Music Industry Quick Tip: Leave Them Wanting More

Whether you are a musician or someone who makes a living from selling music on the business side of things - recorded or live - the last thing you ever want a fan to think is, "yes, I'm completely satisfied, thanks." You don't to ever leave them displeased, of course - every show, every piece of music you release should be designed to maintain fans and earn new ones - but leaving them slightly hungry is a different matter all together. In other words, always leave your fans wanting more, whether it is one more encore or one more track.

If they don't want more, why would they ever go looking for (and buying) more? And if they don't - where would that leave you?

This rule is fairly intuitive. After all, we've all been to shows where the audience keeps on cheering and stomping their feet even after the house lights come up, hoping against hope that the band will come back and do just one more. However,where things get tricky is when you are still essentially operating on the local level. When all - or the vast majority of - your shows are local, how often should you be playing?

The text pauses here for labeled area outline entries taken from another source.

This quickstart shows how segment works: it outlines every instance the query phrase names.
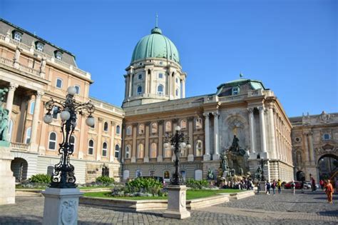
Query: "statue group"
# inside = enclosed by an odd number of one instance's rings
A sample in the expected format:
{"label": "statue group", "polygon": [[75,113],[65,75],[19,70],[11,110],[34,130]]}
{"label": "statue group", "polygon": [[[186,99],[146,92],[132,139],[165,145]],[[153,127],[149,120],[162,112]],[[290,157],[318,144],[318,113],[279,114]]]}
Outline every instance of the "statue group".
{"label": "statue group", "polygon": [[0,89],[0,141],[9,141],[9,111],[3,106],[4,96],[7,92],[7,89]]}

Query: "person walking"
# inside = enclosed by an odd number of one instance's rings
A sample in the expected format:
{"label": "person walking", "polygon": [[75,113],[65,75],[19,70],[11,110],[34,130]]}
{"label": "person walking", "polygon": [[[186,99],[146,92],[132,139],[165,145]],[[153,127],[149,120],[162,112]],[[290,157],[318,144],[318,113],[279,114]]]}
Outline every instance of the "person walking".
{"label": "person walking", "polygon": [[293,195],[295,195],[296,194],[296,184],[294,180],[292,180],[292,183],[291,183],[291,188],[293,191]]}
{"label": "person walking", "polygon": [[271,184],[269,181],[265,183],[265,188],[267,189],[266,194],[270,194]]}
{"label": "person walking", "polygon": [[280,181],[280,179],[278,179],[277,185],[278,188],[278,194],[280,194],[282,192],[282,181]]}
{"label": "person walking", "polygon": [[275,189],[276,189],[276,186],[277,186],[277,182],[275,180],[273,180],[272,181],[272,184],[271,184],[271,187],[272,188],[272,193],[273,193],[273,195],[275,195]]}
{"label": "person walking", "polygon": [[330,180],[327,180],[327,183],[325,185],[325,193],[327,195],[327,201],[329,204],[332,204],[334,189],[332,184]]}

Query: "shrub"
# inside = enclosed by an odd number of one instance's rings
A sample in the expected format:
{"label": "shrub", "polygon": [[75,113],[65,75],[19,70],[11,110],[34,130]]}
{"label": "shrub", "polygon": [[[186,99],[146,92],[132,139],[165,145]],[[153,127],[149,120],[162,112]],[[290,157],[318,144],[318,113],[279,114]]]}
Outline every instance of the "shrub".
{"label": "shrub", "polygon": [[49,175],[41,174],[33,175],[29,181],[32,183],[49,184],[51,181],[51,177]]}
{"label": "shrub", "polygon": [[101,183],[104,185],[109,185],[114,183],[114,179],[107,176],[100,176],[96,177],[96,183]]}
{"label": "shrub", "polygon": [[209,182],[207,180],[195,181],[193,179],[188,179],[185,181],[187,186],[194,189],[202,189],[209,186]]}

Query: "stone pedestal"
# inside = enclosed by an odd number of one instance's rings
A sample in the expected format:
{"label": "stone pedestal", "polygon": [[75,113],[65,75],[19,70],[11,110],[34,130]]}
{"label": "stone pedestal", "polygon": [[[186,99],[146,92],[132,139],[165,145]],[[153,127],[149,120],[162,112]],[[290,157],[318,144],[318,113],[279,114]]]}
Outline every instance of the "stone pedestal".
{"label": "stone pedestal", "polygon": [[0,141],[0,205],[15,203],[15,177],[11,170],[14,159],[7,141]]}
{"label": "stone pedestal", "polygon": [[47,188],[42,194],[45,197],[43,225],[78,224],[78,198],[83,195],[78,189]]}
{"label": "stone pedestal", "polygon": [[183,219],[190,217],[185,207],[187,187],[185,185],[168,186],[168,209],[163,217]]}

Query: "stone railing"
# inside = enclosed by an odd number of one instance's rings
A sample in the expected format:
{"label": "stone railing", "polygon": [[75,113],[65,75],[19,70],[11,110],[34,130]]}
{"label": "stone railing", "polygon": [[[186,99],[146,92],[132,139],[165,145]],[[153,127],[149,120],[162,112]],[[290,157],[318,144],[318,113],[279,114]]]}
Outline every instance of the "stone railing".
{"label": "stone railing", "polygon": [[9,38],[6,36],[6,35],[1,34],[0,34],[0,41],[9,43],[10,44],[12,44],[14,46],[19,46],[19,48],[29,51],[30,54],[34,54],[34,55],[37,55],[39,57],[41,57],[41,58],[45,57],[47,61],[49,63],[57,64],[63,67],[66,67],[68,69],[70,69],[71,71],[80,74],[81,76],[84,76],[88,79],[91,79],[91,74],[86,71],[84,71],[78,68],[76,68],[73,65],[67,64],[66,62],[64,62],[54,57],[52,57],[50,55],[48,55],[42,51],[38,51],[35,49],[34,46],[26,45],[20,41],[12,39],[11,38]]}
{"label": "stone railing", "polygon": [[21,151],[29,151],[29,144],[11,142],[11,149]]}
{"label": "stone railing", "polygon": [[38,71],[36,69],[34,69],[33,68],[31,68],[31,67],[29,67],[29,66],[26,66],[21,65],[20,64],[17,64],[17,65],[19,65],[19,68],[16,67],[14,66],[14,61],[10,60],[10,59],[8,59],[0,57],[0,64],[4,64],[6,66],[10,66],[10,67],[12,67],[12,68],[14,68],[14,69],[19,69],[21,71],[25,71],[26,73],[33,74],[33,75],[36,76],[41,77],[39,71]]}
{"label": "stone railing", "polygon": [[246,94],[236,94],[236,95],[230,95],[228,96],[222,96],[218,97],[218,101],[220,102],[227,102],[227,101],[238,101],[242,100],[245,97]]}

There are a lot of benefits to playing live, whether you're touring or playing exclusively local shows. You get to hone your set. You get comfortable in front of an audience. You build your fan base. You make your name known to the local press. These are all great things. The problem comes in when you begin to saturate the area. If you play too many shows, suddenly you don't seem so special, no matter how devoted your fans are. If they just saw you last week and can see you again next week, this week's show might take a back seat to a night at the movies, a co-worker's birthday party, a night with the DVR or yes, another band's show.

Does it mean they don't like your music? No, but it means that it no longer seems all that special, and they take it for granted that you're always going to be around, like Law and Order re-runs.

Instead of playing in the same playground every day, start treating your shows as events. Play often enough that no one is forgetting about you, but not so often that going to see you becomes routine. Is there a simple formula to tell you how often you should play locally? No, that would be too...well...simple. But if you are consistently out there every three or four weeks, you may be overdoing it. Depending on the size of the music community in your area, playing every six weeks could be too much.

Read your crowd to develop your own formula. Are you numbers going down instead of up, without a good explanation (such as your last two shows happened to fall on nights when a major touring act was in town)? Do you recognize almost everyone in your audience? Is it harder to get local press coverage of your show, since, hey, they can only cover you so much? These things are all red flags that you may be flooding your own market.

That's the story for local folks, but if you're on the road, the same rules apply. Many promoters/venues include a clause in their contracts forbidding you from playing within a certain radius of the club a certain number of weeks before or after the show they have booked with you. Why? Because they want THEIR show to be the event, and the more options people have for seeing you, the less pressed they will feel to be at THAT show. Even if you don't have such a contract, the rule is a sound one you should consider self-enforcing.

The bottom line? Don't ever let your fans decide that they have had their fill. Give them a reason to keep coming back by treating your music and your shows as special events instead of constantly available fillers. It will keep your listeners engaged for longer.